Real Goods Solar, Inc.

110 16th Street, Suite 300

Denver, Colorado 80202

 

SUPPLEMENT TO THE NOTICE OF ANNUAL MEETING OF SHAREHOLDERS

AND PROXY STATEMENT DATED JULY 6, 2017

 

The date of this Supplement is September 12, 2017

 

To our shareholders:

 

The information contained in this supplement (the “Supplement”) amends and supplements the corresponding information in the Notice of Annual Meeting of Shareholders and Definitive Proxy Statement filed with the Securities and Exchange Commission (the “SEC”) on July 6, 2017 (the “Proxy Statement”) by Real Goods Solar, Inc., a Colorado corporation (“we”, “us”, “our”, or “RGS Energy”), in connection with the solicitation of proxies on behalf of RGS Energy for use at our 2017 Annual Meeting of Shareholders and at any adjournment, postponement, continuation or rescheduling thereof (the “2017 Annual Meeting”).
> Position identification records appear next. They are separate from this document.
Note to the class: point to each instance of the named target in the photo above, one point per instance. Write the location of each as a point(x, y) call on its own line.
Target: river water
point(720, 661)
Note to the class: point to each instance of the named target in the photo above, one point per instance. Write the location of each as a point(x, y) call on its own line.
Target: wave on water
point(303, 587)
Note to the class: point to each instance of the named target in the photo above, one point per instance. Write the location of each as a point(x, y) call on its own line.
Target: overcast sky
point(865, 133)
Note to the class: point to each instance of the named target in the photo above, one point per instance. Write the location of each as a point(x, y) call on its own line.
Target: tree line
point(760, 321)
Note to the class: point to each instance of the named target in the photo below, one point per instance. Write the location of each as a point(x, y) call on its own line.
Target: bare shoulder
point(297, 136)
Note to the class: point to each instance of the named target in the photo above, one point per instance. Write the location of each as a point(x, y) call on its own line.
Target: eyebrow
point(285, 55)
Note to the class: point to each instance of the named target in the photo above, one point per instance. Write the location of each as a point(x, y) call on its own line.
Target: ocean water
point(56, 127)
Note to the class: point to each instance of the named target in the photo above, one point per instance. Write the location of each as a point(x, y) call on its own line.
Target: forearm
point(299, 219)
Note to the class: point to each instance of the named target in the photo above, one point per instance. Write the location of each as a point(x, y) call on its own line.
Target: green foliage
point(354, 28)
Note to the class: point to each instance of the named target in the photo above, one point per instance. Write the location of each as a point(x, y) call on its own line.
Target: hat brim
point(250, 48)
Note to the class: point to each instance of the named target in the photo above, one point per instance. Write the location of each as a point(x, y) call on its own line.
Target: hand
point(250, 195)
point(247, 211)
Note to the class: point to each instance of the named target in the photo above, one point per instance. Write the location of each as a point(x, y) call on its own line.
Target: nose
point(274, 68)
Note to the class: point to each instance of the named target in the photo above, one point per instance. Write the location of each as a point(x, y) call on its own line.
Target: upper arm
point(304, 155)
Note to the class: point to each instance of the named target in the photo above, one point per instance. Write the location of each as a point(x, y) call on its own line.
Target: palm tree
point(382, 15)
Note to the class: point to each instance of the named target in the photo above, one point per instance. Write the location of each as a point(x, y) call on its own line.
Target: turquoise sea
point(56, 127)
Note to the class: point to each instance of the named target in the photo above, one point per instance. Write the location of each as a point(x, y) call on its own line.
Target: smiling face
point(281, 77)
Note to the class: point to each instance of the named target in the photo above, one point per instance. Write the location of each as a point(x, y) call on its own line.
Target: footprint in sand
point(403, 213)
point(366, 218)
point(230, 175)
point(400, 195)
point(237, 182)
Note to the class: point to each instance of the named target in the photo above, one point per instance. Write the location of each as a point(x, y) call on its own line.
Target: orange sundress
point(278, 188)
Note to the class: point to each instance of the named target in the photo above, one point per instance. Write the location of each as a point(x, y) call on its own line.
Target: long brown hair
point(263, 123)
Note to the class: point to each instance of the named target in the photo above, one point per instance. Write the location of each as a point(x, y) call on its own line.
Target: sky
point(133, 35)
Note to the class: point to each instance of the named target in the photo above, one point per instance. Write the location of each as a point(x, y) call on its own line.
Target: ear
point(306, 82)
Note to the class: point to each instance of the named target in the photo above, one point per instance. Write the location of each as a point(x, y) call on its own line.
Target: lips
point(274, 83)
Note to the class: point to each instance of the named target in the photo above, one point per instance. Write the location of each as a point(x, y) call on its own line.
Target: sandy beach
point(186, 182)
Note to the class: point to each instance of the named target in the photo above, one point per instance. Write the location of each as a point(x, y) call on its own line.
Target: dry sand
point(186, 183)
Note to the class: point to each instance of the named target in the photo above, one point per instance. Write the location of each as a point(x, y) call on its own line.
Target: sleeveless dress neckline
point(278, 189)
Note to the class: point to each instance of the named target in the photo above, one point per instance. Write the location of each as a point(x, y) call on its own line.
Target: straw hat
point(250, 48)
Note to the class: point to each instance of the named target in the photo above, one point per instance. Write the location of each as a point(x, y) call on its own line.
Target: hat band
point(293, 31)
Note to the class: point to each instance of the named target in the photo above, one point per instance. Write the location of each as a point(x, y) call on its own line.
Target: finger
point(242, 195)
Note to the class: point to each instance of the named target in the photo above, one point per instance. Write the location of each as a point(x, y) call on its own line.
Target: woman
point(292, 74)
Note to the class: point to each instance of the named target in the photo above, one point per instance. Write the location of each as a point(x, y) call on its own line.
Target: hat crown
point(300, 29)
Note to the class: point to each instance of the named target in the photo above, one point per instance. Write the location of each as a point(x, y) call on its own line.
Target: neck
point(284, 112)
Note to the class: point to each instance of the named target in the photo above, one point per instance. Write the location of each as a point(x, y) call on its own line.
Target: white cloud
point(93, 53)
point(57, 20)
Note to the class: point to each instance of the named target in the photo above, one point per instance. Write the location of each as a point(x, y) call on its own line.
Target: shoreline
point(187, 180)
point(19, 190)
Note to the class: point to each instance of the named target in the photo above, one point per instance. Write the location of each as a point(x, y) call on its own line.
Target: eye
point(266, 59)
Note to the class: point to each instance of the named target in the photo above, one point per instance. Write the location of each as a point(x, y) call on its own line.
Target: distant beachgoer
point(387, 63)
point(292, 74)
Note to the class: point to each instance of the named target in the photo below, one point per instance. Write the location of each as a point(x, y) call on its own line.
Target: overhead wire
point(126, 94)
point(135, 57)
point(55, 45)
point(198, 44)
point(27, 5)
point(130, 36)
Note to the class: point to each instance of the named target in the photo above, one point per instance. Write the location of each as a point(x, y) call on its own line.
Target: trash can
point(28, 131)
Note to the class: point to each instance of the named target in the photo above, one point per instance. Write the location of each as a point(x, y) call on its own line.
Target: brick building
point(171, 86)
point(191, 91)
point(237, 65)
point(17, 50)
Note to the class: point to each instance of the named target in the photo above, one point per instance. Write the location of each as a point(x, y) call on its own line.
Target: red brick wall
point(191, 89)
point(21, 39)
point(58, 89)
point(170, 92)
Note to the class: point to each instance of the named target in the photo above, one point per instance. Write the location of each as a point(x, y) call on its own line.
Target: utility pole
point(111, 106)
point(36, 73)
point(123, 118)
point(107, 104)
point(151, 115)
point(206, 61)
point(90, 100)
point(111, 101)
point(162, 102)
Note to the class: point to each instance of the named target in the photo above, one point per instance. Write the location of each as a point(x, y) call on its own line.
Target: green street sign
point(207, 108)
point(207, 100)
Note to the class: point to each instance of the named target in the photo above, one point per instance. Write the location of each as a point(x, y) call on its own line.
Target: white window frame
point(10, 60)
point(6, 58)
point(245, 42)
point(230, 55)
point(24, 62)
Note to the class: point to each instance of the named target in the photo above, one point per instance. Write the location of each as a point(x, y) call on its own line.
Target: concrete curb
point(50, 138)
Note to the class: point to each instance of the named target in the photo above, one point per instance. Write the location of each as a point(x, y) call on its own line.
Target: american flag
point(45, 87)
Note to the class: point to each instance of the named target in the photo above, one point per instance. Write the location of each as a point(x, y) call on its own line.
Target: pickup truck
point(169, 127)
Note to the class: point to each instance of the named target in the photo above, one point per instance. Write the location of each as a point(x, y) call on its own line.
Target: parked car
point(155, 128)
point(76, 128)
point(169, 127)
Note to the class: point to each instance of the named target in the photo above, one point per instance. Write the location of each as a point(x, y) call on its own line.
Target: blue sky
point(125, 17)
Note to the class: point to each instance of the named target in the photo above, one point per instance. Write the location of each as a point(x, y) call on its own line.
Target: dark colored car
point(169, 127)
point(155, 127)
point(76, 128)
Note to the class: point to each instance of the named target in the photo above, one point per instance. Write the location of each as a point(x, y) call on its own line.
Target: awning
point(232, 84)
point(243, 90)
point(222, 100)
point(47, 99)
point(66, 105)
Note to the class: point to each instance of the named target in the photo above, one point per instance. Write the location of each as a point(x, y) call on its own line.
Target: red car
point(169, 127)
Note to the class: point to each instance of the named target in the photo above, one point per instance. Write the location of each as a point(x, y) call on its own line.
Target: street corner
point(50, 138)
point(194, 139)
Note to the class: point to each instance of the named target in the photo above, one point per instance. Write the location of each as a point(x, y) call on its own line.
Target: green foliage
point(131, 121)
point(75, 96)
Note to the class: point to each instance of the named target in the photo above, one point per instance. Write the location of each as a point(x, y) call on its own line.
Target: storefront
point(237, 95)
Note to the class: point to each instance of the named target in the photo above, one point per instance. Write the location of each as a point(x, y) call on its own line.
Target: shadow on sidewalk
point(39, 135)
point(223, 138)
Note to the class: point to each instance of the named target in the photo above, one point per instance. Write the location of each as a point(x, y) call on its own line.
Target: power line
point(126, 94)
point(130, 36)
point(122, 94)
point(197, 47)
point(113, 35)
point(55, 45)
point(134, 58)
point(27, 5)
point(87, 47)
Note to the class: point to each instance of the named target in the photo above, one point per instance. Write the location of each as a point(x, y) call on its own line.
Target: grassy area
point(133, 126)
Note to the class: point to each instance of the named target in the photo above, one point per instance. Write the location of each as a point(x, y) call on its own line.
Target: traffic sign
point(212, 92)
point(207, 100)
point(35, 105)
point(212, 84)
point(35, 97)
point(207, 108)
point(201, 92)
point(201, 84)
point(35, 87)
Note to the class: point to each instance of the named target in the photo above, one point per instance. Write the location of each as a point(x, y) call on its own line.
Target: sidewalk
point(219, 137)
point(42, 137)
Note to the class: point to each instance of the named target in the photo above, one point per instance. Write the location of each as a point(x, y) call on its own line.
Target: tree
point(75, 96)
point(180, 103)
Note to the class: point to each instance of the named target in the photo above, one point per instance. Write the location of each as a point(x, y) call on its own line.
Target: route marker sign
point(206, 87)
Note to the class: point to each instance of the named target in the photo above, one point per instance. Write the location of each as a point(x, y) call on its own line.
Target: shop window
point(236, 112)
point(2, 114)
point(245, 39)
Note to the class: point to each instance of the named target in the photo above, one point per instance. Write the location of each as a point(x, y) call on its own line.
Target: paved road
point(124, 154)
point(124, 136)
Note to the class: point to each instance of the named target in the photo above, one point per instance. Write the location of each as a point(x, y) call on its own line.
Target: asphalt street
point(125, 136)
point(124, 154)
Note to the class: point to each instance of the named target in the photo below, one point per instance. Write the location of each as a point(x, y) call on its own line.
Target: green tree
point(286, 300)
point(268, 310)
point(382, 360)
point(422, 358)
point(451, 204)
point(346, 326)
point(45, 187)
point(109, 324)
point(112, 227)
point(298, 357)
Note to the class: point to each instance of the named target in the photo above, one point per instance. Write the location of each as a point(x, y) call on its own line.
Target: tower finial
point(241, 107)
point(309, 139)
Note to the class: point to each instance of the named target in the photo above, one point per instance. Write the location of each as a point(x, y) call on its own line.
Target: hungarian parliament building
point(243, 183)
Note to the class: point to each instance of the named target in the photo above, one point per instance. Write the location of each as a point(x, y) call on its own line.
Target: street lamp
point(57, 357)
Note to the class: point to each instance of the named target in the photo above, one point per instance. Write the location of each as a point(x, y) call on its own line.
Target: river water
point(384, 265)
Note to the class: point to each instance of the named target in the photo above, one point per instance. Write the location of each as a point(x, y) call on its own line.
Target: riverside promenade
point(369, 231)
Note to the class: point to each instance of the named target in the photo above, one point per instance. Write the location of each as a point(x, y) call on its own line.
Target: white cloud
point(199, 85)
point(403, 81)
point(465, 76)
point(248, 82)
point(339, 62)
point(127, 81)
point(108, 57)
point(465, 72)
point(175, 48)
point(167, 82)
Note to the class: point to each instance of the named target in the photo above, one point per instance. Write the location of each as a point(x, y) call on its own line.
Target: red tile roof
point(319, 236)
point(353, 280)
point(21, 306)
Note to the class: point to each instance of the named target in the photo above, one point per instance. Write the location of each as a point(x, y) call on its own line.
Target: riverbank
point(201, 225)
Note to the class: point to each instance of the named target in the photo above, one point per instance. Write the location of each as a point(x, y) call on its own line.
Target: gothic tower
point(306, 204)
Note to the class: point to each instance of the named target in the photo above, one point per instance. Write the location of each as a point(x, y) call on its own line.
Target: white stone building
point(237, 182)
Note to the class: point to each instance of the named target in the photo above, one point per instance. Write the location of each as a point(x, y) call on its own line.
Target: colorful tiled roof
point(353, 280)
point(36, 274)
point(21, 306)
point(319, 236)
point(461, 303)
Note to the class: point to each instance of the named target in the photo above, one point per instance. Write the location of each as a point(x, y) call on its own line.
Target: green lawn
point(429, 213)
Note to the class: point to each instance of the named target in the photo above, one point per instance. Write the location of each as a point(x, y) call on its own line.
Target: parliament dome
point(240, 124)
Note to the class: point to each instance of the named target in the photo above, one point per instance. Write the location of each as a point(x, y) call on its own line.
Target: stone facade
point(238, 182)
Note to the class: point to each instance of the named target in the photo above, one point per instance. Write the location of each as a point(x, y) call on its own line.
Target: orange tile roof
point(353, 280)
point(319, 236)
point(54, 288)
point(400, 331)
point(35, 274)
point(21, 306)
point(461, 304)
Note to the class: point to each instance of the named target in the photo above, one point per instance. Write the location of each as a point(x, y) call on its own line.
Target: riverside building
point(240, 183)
The 2017 Annual Meeting, which was originally scheduled to be held on August 23, 2017, has been adjourned and will reconvene at 10:00 a.m. local time on October 4, 2017 at the Holiday Inn Express, 401 17th Street, Denver, Colorado 80202.

 

Proposal 2 in the Proxy Statement is a proposal to amend the Real Goods Solar, Inc. 2008 Long-Term Incentive Plan (the “Plan”) to, among other things, increase the number of shares authorized for issuance under the Plan. After making the Proxy Statement available to shareholders, the Company’s board of directors has determined to make the following revisions to the Plan in addition to those described in the Proxy Statement:

 

·Eliminate the Company’s ability to reprice outstanding awards without shareholder approval;

 

·Prohibit the payment of dividends or dividend equivalents on unvested equity awards;

 

·Eliminate the Company’s discretion to accelerate the vesting of outstanding equity awards, except under certain limited circumstances; and

 

·Institute a one-year minimum vesting schedule applicable to at least 95% of equity awards issued under the plan.

 

There are no other changes to the proposed amendments to the Plan as described in the Proxy Statement.

 

The Company’s board of directors recommends that you vote, or give instruction to vote, “FOR” the proposed amendments to the Plan with the changes described above. If any stockholder has previously voted and would like to change his or her vote on any matter, such stockholder may revoke his or her proxy before it is voted at the Annual Meeting of Stockholders by submission of a proxy bearing a later date in the manner set forth in the Proxy Statement.

 

As discussed in the Proxy Statement, the proxy card, the Company’s 2016 annual report, the Proxy Statement, and voting instructions are available at http://www.viewproxy.com/RealGoodsSolar/2017AM. You may also request a printed copy of the Proxy Statement and the proxy card by any of the following methods: (a) telephone at 303-222-8344; (b) Internet at http://www.viewproxy.com/RealGoodsSolar/2017AM; or (c) email at investorrelations@rgsenergy.com.

 

A copy of this supplement to the Proxy Statement was filed as Exhibit 99.1 to the Company’s Current Report on Form 8-K dated September 11, 2017, and filed with the SEC on September 12, 2017. A copy of the Plan amendment described above was filed as Exhibit 10.1 to such Form 8-K and is incorporated herein by reference.

 

 

THE PROXY STATEMENT CONTAINS IMPORTANT INFORMATION AND THIS SUPPLEMENT AND THE INFORMATION INCLUDED HEREIN SHOULD BE READ IN CONJUNCTION WITH THE PROXY STATEMENT.